From The Cameraman in Clogs - Always Rolling

Three short chapters from the book. Each takes a few minutes to read.

MAY THE SCHWARTZ BE WITH YOU FREE AND FAIR ELECTIONS, HAITI STYLE

YOU’RE UNDER ARREST

May The Schwartz Be With You

-A moment with Mel Brooks I’ll never forget-

Before I became the cameraman in clogs, I would walk through a door, and someone would call out, “May the Schwartz be with you,” from the classic comedy Spaceballs. The line followed me everywhere. On sets. Sidewalks. Inside stores. Sometimes it was shouted from across the room. It was my punchline and personal greeting, rolled into one.

Then one day, I met the man who created it. Mr. Mel Brooks.

I was shooting behind-the-scenes on the 2005 remake of his movie, The Producers. The interview took place in a quiet midtown office, steps from the real Broadway. We weren’t sure what mood we’d find him in, since his wife, actress Anne Bancroft, had recently passed away.

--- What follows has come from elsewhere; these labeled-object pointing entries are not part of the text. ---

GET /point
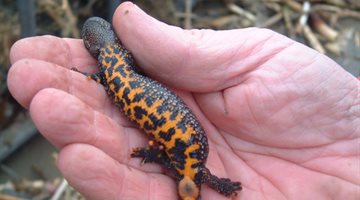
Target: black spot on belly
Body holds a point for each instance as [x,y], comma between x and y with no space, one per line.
[125,95]
[117,83]
[181,125]
[120,69]
[167,135]
[138,97]
[139,112]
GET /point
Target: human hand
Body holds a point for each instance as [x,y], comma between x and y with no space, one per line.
[280,117]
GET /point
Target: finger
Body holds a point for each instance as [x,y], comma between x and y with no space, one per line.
[63,120]
[196,60]
[97,176]
[26,77]
[64,52]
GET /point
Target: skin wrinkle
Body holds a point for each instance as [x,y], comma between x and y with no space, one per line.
[261,177]
[295,164]
[302,163]
[315,169]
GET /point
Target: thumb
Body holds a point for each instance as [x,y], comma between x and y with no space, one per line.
[194,60]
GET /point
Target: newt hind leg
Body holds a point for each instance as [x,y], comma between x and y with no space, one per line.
[222,185]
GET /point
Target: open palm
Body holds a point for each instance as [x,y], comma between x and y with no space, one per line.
[280,117]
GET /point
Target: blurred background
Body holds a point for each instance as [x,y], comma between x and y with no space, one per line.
[27,160]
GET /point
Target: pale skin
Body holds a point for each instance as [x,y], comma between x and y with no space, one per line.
[280,117]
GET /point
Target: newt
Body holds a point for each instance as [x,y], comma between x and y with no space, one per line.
[177,139]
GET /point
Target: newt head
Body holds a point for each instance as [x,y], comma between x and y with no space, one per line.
[97,33]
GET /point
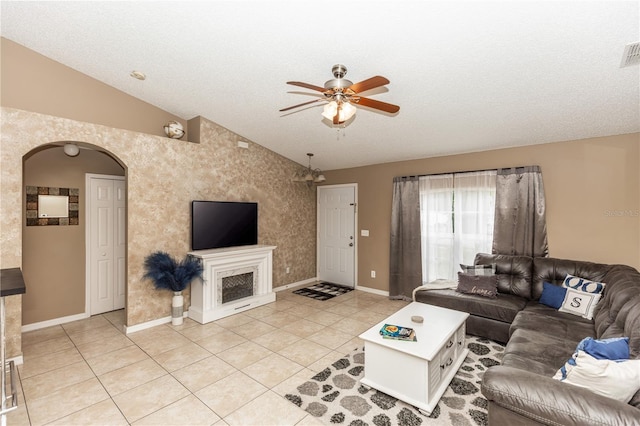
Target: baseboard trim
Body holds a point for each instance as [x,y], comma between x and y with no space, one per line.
[18,360]
[373,290]
[55,321]
[296,284]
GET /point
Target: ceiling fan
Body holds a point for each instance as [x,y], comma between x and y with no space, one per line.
[341,95]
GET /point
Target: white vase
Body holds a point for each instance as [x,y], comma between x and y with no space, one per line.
[177,304]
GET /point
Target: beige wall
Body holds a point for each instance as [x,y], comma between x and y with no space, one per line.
[58,249]
[163,176]
[45,102]
[36,83]
[592,191]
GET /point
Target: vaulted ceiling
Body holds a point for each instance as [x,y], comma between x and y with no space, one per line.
[467,75]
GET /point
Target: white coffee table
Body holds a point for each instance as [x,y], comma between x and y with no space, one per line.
[419,372]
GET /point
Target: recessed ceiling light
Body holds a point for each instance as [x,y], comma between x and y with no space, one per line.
[138,75]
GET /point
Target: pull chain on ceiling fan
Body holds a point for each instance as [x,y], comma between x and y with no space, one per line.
[342,96]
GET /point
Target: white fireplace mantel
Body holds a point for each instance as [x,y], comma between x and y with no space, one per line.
[206,298]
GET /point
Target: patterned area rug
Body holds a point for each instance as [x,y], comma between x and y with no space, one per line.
[323,291]
[335,395]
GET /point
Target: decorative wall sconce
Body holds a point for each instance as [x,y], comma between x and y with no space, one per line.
[71,149]
[174,130]
[309,175]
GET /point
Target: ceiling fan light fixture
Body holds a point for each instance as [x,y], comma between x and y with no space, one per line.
[347,110]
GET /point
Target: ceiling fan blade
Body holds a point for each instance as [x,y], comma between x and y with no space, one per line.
[307,86]
[368,84]
[372,103]
[302,104]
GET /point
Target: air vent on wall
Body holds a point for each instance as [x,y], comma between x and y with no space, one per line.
[631,55]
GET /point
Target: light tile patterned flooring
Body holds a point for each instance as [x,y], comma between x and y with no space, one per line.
[233,371]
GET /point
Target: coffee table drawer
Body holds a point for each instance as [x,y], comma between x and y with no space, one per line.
[441,365]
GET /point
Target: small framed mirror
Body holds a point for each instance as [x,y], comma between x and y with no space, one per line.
[53,206]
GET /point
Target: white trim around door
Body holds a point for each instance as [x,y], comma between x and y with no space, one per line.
[114,242]
[336,236]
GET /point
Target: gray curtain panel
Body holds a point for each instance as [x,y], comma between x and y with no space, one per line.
[405,269]
[520,220]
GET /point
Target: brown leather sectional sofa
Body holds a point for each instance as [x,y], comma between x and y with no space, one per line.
[540,339]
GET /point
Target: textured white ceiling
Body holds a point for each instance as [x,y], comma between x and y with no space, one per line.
[468,76]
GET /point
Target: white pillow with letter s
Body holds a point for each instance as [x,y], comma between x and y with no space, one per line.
[580,303]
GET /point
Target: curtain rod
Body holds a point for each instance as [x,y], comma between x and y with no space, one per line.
[513,169]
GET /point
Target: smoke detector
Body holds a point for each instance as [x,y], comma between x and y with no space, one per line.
[631,55]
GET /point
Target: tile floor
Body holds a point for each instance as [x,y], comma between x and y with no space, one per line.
[233,371]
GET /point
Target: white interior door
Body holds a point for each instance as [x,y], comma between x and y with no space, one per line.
[336,234]
[106,243]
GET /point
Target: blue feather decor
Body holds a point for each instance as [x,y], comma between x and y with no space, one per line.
[167,273]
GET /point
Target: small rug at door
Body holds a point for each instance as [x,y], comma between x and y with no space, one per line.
[336,397]
[323,291]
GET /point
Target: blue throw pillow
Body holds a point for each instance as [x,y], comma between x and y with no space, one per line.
[552,295]
[615,348]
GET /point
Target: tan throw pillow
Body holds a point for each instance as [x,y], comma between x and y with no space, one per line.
[481,285]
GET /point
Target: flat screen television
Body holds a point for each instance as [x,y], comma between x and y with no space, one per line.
[217,224]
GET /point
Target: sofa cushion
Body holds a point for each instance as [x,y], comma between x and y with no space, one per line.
[482,285]
[568,327]
[537,351]
[618,313]
[503,308]
[514,272]
[555,271]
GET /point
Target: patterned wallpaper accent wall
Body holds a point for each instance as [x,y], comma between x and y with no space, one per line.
[163,176]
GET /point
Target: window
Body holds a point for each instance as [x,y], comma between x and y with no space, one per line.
[456,219]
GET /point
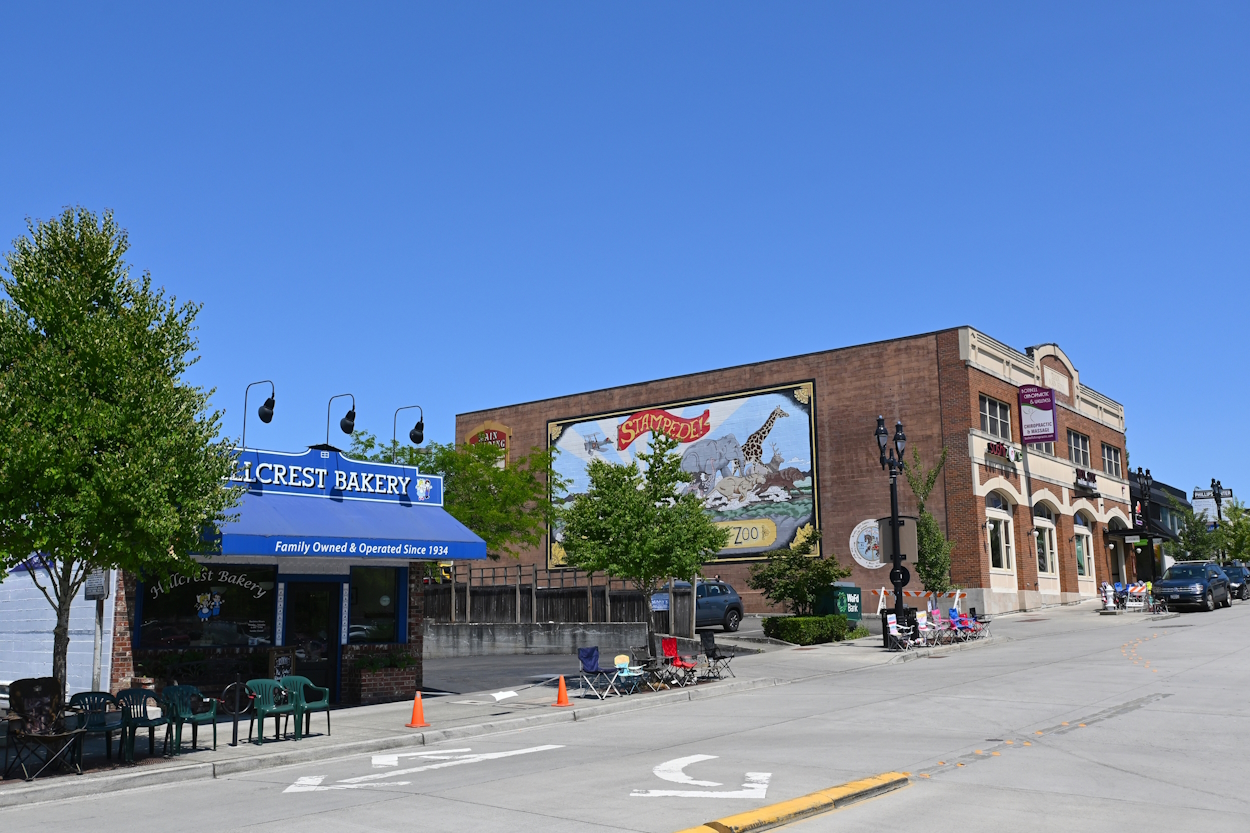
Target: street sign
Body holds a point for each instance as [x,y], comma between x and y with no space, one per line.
[95,588]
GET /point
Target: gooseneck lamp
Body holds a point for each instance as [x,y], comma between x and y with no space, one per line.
[265,412]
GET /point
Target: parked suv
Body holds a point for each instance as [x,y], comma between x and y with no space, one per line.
[1194,583]
[719,604]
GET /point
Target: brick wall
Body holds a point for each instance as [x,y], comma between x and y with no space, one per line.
[123,629]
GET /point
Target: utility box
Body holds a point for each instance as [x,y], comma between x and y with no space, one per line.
[906,538]
[840,598]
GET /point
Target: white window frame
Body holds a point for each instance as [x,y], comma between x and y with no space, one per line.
[1111,463]
[1000,520]
[1045,543]
[1001,415]
[1084,448]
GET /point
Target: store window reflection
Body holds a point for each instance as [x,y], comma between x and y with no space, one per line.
[374,604]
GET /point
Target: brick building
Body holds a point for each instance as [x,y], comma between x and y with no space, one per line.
[1030,525]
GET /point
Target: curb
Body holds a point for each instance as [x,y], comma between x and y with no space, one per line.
[805,806]
[89,784]
[941,651]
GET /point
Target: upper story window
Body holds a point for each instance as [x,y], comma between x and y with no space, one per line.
[1079,449]
[996,418]
[1111,460]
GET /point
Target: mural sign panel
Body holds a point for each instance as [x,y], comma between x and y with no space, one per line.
[750,457]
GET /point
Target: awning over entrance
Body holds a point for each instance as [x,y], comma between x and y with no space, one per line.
[324,504]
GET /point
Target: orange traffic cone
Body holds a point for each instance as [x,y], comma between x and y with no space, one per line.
[418,713]
[563,697]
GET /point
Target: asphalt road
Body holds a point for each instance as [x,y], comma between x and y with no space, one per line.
[1078,722]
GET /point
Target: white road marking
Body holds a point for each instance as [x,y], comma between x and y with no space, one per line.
[313,784]
[455,762]
[756,787]
[393,761]
[671,771]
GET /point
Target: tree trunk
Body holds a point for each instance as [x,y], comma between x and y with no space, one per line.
[64,594]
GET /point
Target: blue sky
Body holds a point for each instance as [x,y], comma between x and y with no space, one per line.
[466,205]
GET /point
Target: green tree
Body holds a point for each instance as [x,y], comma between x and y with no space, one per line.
[794,577]
[631,523]
[1196,543]
[933,560]
[509,507]
[108,458]
[1235,532]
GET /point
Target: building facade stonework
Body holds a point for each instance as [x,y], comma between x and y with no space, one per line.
[993,492]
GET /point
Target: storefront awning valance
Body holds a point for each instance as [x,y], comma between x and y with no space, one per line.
[311,510]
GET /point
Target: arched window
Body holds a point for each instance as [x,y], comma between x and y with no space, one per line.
[1084,543]
[1044,524]
[998,525]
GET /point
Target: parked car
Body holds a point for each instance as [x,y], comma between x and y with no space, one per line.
[1238,577]
[1194,583]
[719,604]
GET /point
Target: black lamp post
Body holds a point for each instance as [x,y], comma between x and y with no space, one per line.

We rode the elevator up, knocked, and waited. The door slowly creaked open.

No assistants. No security. No entourage.

Standing there alone was the unmistakable, mythical Mel Brooks himself.

In his raspy Brooklyn accent, he welcomed us. My producer and soundman introduced themselves first. My heart was hammering. How would he react when he heard my name? Would he laugh? Ignore it? I had no clue.

I stepped toward him. Placed my camera on the floor. Extended my hand and said, “Hi, I’m Jeff Schwartz.” My Queens accent, unmistakable.

He looked straight at me and said nothing.

Then he stepped closer.

Reaching out, he took my hand in both of his, holding it tight.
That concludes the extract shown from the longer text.